Ah ku tidak menggubris ucapan itu, sebab Ah ku tak punya lidah, tak dapat berbicara. Tapi Ah ku mempunyai cara untuk menyampaikan maksud hatinya, dia memberi suatu gerakan tangan kepada Siau hiang, lucu sekali gerakannya seperti anjing yang sedang merangkak.

Cia sianseng tak tahan ingin tertawa, ucapan Siau hiang kemudian membuat tertawanya hampir saja berubah menjadi tangisan. Siau hiang berkata begini:

"Dia tidak menghajarmu, hanya menghajar seekor anjing, dia menganggap seorang lelaki yang menyergap seorang anak gadis tanpa mengucapkan sepatah katapun merupakan perbuatan dari seekor anjing yang tak punya otak!"

Cia sianseng berusaha dengan sekuat tenaga untuk menenangkan hatinya, tapi dia toh masih tak tahan juga untuk berteriak keras. "Omong kosong ngaco belo, aku toh sudah memberi peringatan lebih dahulu kepadamu"

Siau hiang tertawa. "Benar, kau memang mengatakan hendak memberi pelajaran kepadaku..."

"Lantas mengapa menuduh aku melancarkan sergapan?"

"Aku kan sudah memberitahukan kepadamu, aku tidak mengetahui bagaimakah peraturan dari Sin kiam san ceng kalian memberi pelajaran kepada orang, sekalipun menurut peraturan dari Sin kiam san ceng kalian memberi pelajaran berarti menghantam dengan tangan, paling tidak kau toh mesti memberitahukan hal tersebut kepadaku lebih dulu sebelam turun tangan"

"Aku tak pernah memberitahukan kepada orang lain bila aku hendak menanya, begitu pula keadaannya disini, mengapa aku harus memberikan perbedaan kepadamu?" kata Cia sianseng dingin.

Siau hiang segera tertawa. "Itulah sebabnya kau baru mendapat cambukan, selamanya bila paman Ah ku hendak mencambuk anjing, diapun tak pernah memberitahukan dulu kepada si anjing kalau dia hendak menghajarnya"

Sekali lagi Cia sianseng memandang ke arah kereta, melihat keadaan dalam kereta, tetap tenang, dia baru mengambil keputusan didalam hati, ujarnya kepada Ah ku:

"Kau sanggup mencambukku, hal ini menunjukkan kalau kepandaianmu lumayan sekali dan pantas bagiku untuk meloloskan pedang, apakah cambuk itu merupakan senjata andalanmu?"

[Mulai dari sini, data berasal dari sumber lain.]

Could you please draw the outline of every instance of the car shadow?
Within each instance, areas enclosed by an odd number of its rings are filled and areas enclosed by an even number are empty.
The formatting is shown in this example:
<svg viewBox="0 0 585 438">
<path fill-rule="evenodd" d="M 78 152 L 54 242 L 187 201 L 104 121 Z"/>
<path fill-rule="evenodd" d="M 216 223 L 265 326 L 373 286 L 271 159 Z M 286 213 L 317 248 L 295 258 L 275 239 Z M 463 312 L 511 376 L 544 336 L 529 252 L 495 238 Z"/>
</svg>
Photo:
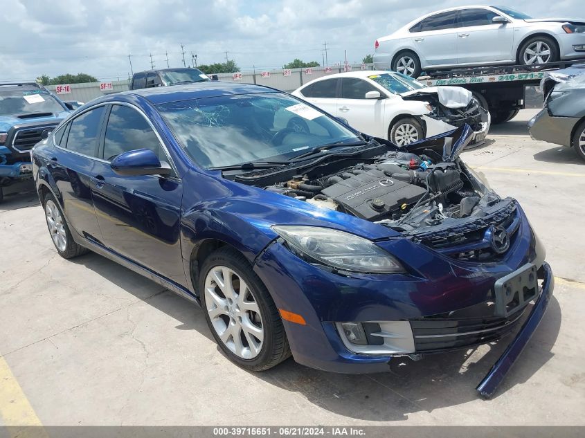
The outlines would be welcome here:
<svg viewBox="0 0 585 438">
<path fill-rule="evenodd" d="M 581 159 L 573 147 L 555 146 L 544 151 L 534 154 L 534 158 L 537 161 L 555 163 L 557 164 L 579 164 L 585 165 L 585 161 Z"/>
<path fill-rule="evenodd" d="M 203 311 L 196 304 L 162 287 L 156 292 L 158 286 L 149 288 L 145 293 L 149 280 L 97 254 L 90 253 L 71 262 L 83 264 L 180 321 L 174 328 L 196 330 L 215 343 Z M 561 319 L 561 309 L 553 296 L 532 340 L 495 397 L 525 383 L 552 357 L 551 349 L 560 330 Z M 299 365 L 292 358 L 267 371 L 247 372 L 259 381 L 298 393 L 316 406 L 339 415 L 372 421 L 401 421 L 411 414 L 456 407 L 477 399 L 476 386 L 512 339 L 507 337 L 477 348 L 429 355 L 418 361 L 396 358 L 390 361 L 388 372 L 375 374 L 320 371 Z M 224 354 L 219 346 L 217 349 L 218 354 Z"/>
<path fill-rule="evenodd" d="M 3 188 L 4 197 L 0 202 L 0 212 L 39 205 L 39 197 L 32 180 L 16 183 Z"/>
</svg>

Ah ku melemparkan cambuknya ke samping, gagang cambuk tersebut secara otomatis menancap kembali dalam lubang tempat cambuk di atas kereta, selain jitu pun mantap, jelas bisa diketahui kalau dia sudah amat sempurna dalam mengendalikan tenaga, lagi-lagi Cia sianseng merasa terkejut dengan dilemparnya cambuk Ah ku ke tempat semula, hal ini berarti dia hendak bertarung menggunakan tangan kosong belaka dan tak ingin tertipu.

"Rupanya kau tidak mempergunakan cambuk, baiklah terserah kau hendak mempergunakan senjata apa saja, bile kau tak punya, aku akan menyuruh orang untuk mengambilkan bagimu!"

Cia sianseng yang pintar, tentu saja enggan melakukan perbuatan bodoh, oleh sebab itu dia ingin menyumbat lawan dengan kata-kata tersebut agar lawannya terpaksa menggunakan senjata. Sayang sekali, Cia sianseng yang pintar kali ini telah melakukan suatu perbuatan yang tidak pintar.

Dia mengira dalam perkampungan Sin kiam san ceng dewasa ini hampir terdapat setiap macam senjata yang dipakai orang di dunia ini, sekalipun tak akan ditemukan dalam rak senjata diluar sana, dalam gudang rahasia mereka pasti akan didapatkan.
Dahulu Pek Siau seng pernah membuat kitab senjata yang mencantumkan pelbagai macam senjata di dunia ini menurut urutan nya, meski yang diurutkan adalah senjatanya tapi dalam kenyataan orangnya yang diatur menurut urutan.

Dalam kita senjata mana, senjata yang dicantumkan pada urutan pertama adalah senjata tongkat thian ki-pang milik Thian-ki lojin. Kedua adalah gelang Liong Hong huan milik Sangkoan Kim lui, sedang ketiga adalah pisau terbang milik Siau li tham hoa Li Sin huan.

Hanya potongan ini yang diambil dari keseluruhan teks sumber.